# Heeeeeeere's Rylee!- what am I?



## JRG (Apr 12, 2015)

I hope my pics worked. First timer.
She was 4mo/17lb when we rescued her. Soft short fur, not much shedding if any. Bouncy personality. Playful and usually friendly with my other two (brittany male,10 and bichon-x female,5) BUT she gets feisty with Maggie (Bichon) regarding food or if she barks to play, maggs growls at her, and then they both growl. Brady (brittany) just walks away, but the girls can get into it, Now I don't feed together and don't give raw hides unless one is separated completely. 

Not that this tells anything about her breed. But background info.

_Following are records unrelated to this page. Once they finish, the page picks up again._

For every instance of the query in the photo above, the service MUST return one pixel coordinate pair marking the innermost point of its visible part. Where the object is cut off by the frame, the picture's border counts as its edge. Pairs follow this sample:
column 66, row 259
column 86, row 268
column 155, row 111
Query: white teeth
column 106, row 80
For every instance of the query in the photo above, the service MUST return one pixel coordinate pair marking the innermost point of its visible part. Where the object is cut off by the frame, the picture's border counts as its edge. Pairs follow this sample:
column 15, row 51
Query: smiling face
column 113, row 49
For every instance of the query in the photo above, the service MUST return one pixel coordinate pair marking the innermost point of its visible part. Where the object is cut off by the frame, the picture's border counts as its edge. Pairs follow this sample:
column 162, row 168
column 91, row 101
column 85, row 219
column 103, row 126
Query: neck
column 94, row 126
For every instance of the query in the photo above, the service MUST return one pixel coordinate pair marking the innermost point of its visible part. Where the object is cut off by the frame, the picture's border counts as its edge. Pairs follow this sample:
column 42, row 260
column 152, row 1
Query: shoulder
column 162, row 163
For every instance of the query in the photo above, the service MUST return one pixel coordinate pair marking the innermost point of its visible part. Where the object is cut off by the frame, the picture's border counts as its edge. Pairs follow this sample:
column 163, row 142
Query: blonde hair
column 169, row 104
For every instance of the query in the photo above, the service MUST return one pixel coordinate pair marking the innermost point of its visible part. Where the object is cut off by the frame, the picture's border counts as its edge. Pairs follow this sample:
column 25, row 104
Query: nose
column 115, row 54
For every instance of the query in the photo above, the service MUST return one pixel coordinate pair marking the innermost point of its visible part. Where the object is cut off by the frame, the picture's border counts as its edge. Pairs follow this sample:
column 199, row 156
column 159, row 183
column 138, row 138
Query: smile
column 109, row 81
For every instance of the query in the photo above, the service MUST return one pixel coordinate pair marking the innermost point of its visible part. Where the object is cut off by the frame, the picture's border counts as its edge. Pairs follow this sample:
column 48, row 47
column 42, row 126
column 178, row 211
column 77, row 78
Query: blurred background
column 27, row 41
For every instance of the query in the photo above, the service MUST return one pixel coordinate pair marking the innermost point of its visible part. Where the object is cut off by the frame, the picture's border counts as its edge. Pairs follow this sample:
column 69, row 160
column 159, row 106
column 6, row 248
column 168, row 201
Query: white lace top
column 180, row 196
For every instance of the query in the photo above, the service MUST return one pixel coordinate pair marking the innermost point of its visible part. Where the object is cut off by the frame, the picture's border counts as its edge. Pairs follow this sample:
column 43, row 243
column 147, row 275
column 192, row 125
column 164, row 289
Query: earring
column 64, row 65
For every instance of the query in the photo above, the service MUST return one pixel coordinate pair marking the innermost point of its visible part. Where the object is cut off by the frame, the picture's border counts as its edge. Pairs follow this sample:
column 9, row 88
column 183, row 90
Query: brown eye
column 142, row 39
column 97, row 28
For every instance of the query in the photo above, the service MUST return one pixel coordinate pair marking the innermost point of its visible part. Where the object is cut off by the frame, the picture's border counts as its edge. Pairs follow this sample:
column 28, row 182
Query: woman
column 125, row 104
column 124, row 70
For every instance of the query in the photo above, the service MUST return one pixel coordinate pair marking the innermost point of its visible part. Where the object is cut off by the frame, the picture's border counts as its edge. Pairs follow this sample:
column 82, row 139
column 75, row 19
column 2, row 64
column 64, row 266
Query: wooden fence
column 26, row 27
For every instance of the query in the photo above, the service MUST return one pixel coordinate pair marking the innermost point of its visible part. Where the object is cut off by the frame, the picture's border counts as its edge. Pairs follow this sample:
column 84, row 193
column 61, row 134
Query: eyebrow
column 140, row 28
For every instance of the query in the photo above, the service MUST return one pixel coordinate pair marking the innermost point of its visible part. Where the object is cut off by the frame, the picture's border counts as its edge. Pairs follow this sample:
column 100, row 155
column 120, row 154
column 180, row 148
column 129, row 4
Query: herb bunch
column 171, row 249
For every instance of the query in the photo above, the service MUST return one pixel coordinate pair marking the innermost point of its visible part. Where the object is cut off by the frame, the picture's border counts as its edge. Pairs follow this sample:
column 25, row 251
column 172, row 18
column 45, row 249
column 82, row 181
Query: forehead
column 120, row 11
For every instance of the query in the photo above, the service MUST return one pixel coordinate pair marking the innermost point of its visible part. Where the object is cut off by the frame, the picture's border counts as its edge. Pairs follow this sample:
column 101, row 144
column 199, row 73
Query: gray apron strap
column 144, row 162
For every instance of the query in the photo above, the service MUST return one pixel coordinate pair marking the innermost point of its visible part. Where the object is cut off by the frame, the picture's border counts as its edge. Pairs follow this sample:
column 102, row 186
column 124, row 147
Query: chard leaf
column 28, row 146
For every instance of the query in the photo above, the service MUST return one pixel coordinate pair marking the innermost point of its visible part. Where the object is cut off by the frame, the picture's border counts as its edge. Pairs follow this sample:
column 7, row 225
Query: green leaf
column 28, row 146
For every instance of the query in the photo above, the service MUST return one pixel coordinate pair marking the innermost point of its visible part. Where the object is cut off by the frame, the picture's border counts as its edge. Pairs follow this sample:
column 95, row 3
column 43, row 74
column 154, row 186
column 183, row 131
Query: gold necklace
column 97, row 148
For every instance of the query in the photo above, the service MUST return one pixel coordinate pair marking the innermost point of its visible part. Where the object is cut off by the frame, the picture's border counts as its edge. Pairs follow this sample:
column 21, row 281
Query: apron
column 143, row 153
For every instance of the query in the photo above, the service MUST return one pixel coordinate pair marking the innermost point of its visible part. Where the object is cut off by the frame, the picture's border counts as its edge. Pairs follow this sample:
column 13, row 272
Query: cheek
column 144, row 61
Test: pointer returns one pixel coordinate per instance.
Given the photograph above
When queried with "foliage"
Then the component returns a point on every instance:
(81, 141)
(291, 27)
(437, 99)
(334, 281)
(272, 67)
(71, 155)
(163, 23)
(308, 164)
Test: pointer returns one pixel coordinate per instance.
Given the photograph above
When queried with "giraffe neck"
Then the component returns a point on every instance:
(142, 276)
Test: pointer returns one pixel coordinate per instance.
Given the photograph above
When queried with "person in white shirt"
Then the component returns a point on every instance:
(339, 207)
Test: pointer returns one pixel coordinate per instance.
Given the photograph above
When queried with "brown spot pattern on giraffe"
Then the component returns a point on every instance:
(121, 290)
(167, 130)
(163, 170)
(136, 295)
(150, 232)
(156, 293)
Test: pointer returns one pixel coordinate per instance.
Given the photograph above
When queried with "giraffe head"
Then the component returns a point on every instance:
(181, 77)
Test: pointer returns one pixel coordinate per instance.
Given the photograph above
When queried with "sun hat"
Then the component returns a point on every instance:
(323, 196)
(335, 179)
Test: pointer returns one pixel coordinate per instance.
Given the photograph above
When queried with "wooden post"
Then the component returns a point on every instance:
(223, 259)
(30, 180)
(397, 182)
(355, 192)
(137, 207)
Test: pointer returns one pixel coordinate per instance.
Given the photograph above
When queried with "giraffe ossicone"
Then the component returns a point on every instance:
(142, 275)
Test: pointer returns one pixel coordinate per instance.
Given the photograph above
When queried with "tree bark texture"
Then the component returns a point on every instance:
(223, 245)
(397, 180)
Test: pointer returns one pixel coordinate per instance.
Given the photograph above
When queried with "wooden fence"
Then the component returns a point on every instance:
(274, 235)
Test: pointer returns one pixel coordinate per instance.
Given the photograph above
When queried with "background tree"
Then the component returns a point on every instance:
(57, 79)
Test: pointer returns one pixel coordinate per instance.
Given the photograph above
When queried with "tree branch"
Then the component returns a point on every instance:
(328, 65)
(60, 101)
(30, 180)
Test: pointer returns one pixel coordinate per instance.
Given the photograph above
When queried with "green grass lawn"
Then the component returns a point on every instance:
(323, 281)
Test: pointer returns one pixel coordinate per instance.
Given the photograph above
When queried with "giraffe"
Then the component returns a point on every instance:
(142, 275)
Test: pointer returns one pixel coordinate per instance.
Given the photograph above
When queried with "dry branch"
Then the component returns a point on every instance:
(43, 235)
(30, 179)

Vets and trainers have offered all the following possibilities: chow,lab,German shepherd,hound,terrier,and Rhodesian ridgeback mix. She is sweet with people, cocks her head to the side a lot, is learning sit/free/look, and we have a LONG way to go. I forgot how totally consuming a puppy is! I know though that all this work and time and love will pay off...


----------



## Laurelin (Nov 2, 2006)

She is adorable! Congrats on the new addition!


----------



## St. Quiteria (Mar 23, 2015)

She's very cute. I have no idea what she is other than 100% dog. Enjoy her!


----------